El Buen Pastor y el sacerdote pastor del rebaño

El creyente cristiano, verdaderamente ha sido cobijado por el amor de Dios “que entregó a su propio Hijo, para que todo el que crea en Él, tenga vida eterna” (Jn 3, 16). Verdaderamente hemos sido abrazados por el amor del Padre misericordioso, que es más fuerte que el pecado mismo y la muer­te, para darnos acceso a las moradas eternas.

Jesús resucitado dice a sus discípulos: «Subo al Padre mío y Padre de uste­des, al Dios mío y Dios de ustedes» (Jn 20, 17). Es una relación ya ple­namente real, pero que aún no se ha manifestado: lo será al final, cuando —si Dios lo quiere— podremos ver su rostro tal cual es. ¡Es allí a donde nos quiere conducir el Buen Pastor!

Llamados al seguimiento de Jesús el Buen pastor

En el rito de la Ordenación Sacerdo­tal, hay una serie de preguntas vin­culantes que pretenden evidenciar, el compromiso de quienes han sido llamados al orden de los presbíteros. La más significativa y que expresa ese vínculo estrecho con Cristo dice: «¿Quiere unirse cada vez más estre­chamente a Cristo, sumo sacerdote, quien se ofreció al Padre como vícti­ma pura por nosotros, y consagrarse a Dios junto a él para la salvación de todos los hombres?». El sacerdote, de hecho, es introducido de un modo es­pecial en el misterio del sacrificio de Cristo, con una unión personal a él, para prolongar su misión salvífica. Se trata de una correspondencia generosa entre el sacerdote y Cristo, procuran­do cumplir a cabalidad su oficio de santificar al pueblo de Dios, ofrecien­do a Dios cada día, el sacrificio que es Cristo mismo en la Eucaristía, memo­rial perpetuo de su Pascua.

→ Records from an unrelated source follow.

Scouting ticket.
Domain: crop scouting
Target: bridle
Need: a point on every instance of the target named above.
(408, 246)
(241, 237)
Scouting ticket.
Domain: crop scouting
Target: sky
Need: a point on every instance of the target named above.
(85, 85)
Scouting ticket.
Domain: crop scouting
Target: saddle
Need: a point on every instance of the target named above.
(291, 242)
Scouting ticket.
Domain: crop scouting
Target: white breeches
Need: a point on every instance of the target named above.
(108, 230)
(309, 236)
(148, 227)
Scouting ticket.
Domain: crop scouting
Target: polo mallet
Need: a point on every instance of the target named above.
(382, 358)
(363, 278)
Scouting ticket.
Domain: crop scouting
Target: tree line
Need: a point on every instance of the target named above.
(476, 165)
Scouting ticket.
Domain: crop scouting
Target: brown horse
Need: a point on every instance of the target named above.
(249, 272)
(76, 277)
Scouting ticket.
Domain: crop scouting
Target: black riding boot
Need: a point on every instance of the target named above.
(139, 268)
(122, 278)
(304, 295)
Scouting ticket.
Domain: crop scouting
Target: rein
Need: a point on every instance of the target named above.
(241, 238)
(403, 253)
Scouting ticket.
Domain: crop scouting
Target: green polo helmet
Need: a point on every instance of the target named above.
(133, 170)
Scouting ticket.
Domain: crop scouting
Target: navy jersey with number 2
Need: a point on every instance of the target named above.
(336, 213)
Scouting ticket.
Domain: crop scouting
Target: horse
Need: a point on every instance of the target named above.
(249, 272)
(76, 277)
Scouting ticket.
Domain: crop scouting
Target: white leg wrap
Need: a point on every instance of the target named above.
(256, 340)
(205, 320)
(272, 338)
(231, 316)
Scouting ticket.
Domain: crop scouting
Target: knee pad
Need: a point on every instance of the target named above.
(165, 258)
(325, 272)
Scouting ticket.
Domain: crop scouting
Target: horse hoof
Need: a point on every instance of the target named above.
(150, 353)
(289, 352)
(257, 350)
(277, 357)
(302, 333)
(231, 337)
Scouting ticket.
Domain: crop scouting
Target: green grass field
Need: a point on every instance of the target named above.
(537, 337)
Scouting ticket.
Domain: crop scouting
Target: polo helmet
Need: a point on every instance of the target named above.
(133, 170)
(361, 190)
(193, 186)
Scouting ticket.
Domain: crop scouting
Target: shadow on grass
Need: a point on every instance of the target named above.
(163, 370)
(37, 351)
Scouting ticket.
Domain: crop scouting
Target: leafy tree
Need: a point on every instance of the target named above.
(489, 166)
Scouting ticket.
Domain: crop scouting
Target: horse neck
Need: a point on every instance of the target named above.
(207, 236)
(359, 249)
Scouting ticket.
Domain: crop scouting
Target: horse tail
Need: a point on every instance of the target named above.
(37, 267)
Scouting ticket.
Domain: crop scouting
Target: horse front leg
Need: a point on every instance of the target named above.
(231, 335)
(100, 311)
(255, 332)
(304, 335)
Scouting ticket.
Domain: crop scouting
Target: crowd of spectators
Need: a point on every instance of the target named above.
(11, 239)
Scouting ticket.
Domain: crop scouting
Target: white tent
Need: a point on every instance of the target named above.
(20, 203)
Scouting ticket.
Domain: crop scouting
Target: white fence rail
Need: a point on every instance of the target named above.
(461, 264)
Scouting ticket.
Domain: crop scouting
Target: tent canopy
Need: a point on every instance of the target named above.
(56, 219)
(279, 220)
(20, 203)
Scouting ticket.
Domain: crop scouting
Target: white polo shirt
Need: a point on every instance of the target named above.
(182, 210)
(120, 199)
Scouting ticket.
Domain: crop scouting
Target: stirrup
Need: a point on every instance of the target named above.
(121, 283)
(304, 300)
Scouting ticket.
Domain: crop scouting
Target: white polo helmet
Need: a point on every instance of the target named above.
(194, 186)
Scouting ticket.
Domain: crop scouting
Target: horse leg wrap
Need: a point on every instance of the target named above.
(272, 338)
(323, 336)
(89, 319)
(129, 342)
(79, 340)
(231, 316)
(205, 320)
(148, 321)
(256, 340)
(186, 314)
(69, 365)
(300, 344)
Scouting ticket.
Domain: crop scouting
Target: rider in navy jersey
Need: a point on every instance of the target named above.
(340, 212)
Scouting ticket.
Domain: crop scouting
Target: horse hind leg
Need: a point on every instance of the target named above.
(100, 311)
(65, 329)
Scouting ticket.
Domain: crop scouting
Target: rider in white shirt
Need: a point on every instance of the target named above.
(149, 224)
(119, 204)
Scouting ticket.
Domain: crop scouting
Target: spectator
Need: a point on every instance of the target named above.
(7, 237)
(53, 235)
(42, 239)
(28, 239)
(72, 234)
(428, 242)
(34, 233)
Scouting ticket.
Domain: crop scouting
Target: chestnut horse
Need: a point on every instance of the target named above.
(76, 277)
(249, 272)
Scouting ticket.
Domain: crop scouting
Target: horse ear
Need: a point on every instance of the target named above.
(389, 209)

Este oficio de santificar, se le encarga al sacerdote, en el momento en que él es ungido en sus manos con el Crisma, mientras el Obispo le dice: «Jesucris­to, el Señor, a quien el Padre ungió con la fuerza del Espíritu Santo, te auxilie para santificar al pueblo cris­tiano y para ofrecer a Dios el sacrifi­cio». Y seguidamente, al entregarle el pan y el vino le dice: «Recibe la ofren­da del pueblo santo para presentarla a Dios en el sacrificio eucarístico. Considera lo que realizas e imita lo que conmemoras, y conforma tu vida con el misterio de la cruz de Cristo el Señor».

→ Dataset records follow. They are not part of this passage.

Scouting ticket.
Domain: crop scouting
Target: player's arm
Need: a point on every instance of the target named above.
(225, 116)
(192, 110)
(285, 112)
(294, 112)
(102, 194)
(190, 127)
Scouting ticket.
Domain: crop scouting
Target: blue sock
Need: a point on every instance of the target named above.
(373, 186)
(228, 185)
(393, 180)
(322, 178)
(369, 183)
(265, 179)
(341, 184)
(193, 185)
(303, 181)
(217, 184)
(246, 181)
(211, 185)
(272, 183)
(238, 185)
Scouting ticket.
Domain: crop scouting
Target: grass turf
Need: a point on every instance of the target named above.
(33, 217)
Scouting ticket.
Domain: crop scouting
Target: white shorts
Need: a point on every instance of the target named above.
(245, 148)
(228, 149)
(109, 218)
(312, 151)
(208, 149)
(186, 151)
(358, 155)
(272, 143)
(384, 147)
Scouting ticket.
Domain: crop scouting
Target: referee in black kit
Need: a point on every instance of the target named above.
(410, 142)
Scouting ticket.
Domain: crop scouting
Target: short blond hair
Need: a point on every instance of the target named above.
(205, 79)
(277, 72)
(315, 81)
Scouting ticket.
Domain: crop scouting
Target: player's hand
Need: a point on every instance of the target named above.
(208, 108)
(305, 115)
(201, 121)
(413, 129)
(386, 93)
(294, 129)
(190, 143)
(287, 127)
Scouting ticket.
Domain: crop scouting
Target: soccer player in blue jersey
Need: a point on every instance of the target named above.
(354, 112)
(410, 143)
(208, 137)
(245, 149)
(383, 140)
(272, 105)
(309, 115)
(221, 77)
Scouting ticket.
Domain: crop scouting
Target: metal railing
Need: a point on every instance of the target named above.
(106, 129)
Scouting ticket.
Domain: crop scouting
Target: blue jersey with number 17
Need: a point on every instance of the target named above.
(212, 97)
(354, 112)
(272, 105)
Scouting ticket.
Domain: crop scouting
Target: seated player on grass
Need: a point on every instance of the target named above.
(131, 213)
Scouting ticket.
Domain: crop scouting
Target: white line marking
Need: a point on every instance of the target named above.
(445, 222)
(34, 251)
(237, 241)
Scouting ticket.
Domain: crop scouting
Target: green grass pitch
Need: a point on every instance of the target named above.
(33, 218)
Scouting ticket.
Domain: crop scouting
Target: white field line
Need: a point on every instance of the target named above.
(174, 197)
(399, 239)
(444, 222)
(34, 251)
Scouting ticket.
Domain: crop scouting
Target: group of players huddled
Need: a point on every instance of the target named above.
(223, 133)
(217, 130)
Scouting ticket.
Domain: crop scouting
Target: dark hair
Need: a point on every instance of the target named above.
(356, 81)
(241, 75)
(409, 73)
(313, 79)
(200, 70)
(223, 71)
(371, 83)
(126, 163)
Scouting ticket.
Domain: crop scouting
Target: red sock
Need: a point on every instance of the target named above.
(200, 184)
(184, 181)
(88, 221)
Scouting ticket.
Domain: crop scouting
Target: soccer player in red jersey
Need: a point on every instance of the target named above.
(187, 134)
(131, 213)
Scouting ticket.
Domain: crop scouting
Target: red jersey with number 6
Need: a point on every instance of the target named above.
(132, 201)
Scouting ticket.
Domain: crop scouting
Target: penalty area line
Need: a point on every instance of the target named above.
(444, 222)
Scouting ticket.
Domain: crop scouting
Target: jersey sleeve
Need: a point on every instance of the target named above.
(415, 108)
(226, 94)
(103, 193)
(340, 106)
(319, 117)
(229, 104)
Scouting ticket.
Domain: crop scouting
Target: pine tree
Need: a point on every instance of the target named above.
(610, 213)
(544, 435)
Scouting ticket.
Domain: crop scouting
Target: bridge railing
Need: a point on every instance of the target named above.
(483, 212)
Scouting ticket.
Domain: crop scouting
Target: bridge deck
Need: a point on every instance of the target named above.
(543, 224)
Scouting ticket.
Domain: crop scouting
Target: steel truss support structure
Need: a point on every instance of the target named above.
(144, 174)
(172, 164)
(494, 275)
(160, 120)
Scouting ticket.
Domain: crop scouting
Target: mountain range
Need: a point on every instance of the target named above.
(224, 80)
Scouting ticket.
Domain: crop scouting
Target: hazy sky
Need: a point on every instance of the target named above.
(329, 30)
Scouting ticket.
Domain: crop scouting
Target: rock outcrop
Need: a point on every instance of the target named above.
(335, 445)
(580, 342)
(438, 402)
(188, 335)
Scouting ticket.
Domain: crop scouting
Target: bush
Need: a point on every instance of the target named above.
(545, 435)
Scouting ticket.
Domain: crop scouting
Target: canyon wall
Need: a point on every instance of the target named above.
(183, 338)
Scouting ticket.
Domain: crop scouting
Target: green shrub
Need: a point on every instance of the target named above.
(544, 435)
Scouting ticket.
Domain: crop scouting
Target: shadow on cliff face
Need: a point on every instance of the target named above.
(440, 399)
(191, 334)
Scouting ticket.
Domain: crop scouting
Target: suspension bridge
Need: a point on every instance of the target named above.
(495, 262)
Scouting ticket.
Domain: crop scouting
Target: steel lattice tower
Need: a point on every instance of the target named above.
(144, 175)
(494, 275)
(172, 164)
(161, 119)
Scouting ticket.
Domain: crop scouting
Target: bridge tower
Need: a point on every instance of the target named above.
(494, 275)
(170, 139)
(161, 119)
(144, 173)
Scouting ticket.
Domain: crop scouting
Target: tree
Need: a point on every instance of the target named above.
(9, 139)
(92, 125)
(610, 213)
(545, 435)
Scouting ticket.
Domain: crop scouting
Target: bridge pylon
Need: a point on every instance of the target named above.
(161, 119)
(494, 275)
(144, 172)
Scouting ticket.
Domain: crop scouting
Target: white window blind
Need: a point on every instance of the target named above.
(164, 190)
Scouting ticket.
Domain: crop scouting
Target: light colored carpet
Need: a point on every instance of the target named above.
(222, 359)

La vida del sacerdote no es solo una tarea que se le encarga, sino que im­plica su total configuración con Cristo, en donde su existencia es involucrada entera y profundamente, en comunión con Cristo resucitado quien, en su Iglesia, sigue realizando el sacrificio redentor. De ahí, que su misión no es solo presidir los sacramentos como medios de santificación para el pueblo que se le ha encomendado, sino que también realiza una misión pastoral (pastorear), en su oficio específico de enseñar y conducir a su comunidad, hacia la vida verdadera, la vida eterna.

El Buen Pastor que conduce hacia pastos abundantes

Dos verbos denotan nuestra implica­ción como rebaño del Señor. Por una parte, el verbo escuchar: “Mis ove­jas escuchan mi voz; Yo las conozco y ellas me siguen” (Jn 10, 27). En la predicación de Jesús es una cons­tante, su invitación a la escucha: “El que escucha estas palabras mías y las pone en práctica” (Mt 7, 24) pues es a partir de la escucha, que comienza a ser interpelada nuestra vida, se ge­nera confrontación y revisión interior. Se trata de escuchar una voz diferente de las variadas voces del mundo, para ponerse en actitud de obediencia. De ahí la articulación en el texto de “es­cuchar” y “seguir”.

A partir de esa escucha que alude a un llamado, viene el segundo verbo co­nocer: “Conozco mis ovejas y ellas me conocen a mí” (Jn 10, 14). Se trata del deseo de ir más allá, ponerse en movimiento hacia Jesús, disponiendo la vida para permanecer en Él y que Jesús permanezca en nosotros. Se establece una relación de cercanía, de afinidad, de conocerle y amarle, confiándose a su protección segura, resguardados en su presencia con la certeza que “no siguen a un extraño” (v. 5) sino que es “la puerta y si uno entra por ella, estará a salvo” (v. 9) porque ese pastor “da su vida por sus ovejas” (v. 15). La meta es consoli­dar en la Iglesia “un solo rebaño, un solo pastor” (Jn 10, 16) y así “cuando haya ido y haya preparado un lugar, volveré y los tomaré conmigo, para que donde Yo esté, estén también us­tedes” (Jn 14, 3).